Peut-on enfin ignorer l’évolution de l’exercice médical, davantage spécialisé, et les graves difficultés de recrutement que rencontrent les structures hospitalières de petite taille ? Aujourd’hui, les jeunes professionnels privilégient dans leur choix la possibilité d’exercer en équipes pluridisciplinaires au sein d’un même établissement.

La loi HPST avait bien des défauts, mais elle a facilité les coopérations intéressantes entre établissements, en rénovant les GCS, les groupements de coopération sanitaire, et en créant les communautés hospitalières de territoire.

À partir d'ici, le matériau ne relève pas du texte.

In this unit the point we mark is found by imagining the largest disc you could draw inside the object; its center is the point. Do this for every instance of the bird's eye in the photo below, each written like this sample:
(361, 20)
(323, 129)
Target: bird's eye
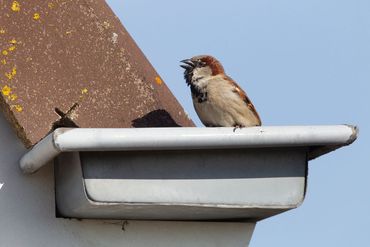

Ces CHT permettent à des établissements publics, principalement de taille moyenne, de développer une stratégie territoriale commune, largement évoquée précédemment, sur la base d’un projet médical partagé avec d’autres établissements, tout en conservant leur indépendance fonctionnelle. Ces communautés fonctionnent et ont parfois permis de maintenir de hautes compétences sur certains territoires.

En réalité, vous l’avez dit, madame la ministre, la véritable question qui nous est posée aujourd’hui est celle de la place et du rôle de l’hôpital dans notre système de soins. À l’image du monde dans lequel il évolue, l’hôpital public, souvent présenté comme le miroir d’une société, se trouve aujourd’hui écartelé entre des exigences contradictoires. D’un côté, les urgences hospitalières accueillent de plus en plus de personnes âgées ou démunies, nécessitant une prise en charge globale qui dépasse les soins purement médicaux. De l’autre, la médecine hospitalière, pour les soins dits programmés, devient de plus en plus technique, spécialisée et coûteuse.

Alors que faire ? Décréter un moratoire, comme vous le proposez, et réfléchir ? Je crois, mes chers collègues, que nous avons déjà suffisamment réfléchi. Le diagnostic a été posé par de trop nombreux rapports et les pistes ne manquent pas. Il faut maintenant agir !

Vous avez présenté, madame la ministre, la stratégie nationale de santé, par laquelle vous entendez réaffirmer la place du service public hospitalier et inscrire celui-ci dans le parcours de soins. Les lignes sont encore assez floues, et nous attendons avec impatience leur traduction concrète dans cette grande loi de santé publique que vous nous aviez promise pour l’an dernier.

J’aimerais rappeler que l’hôpital n’a pas vocation à être le lieu où convergeraient, par défaut, tous les problèmes qui ne peuvent trouver de réponse organisée en amont ou en aval. L’hôpital est là pour fournir, au bon moment, un apport puissant de compétences cliniques et techniques.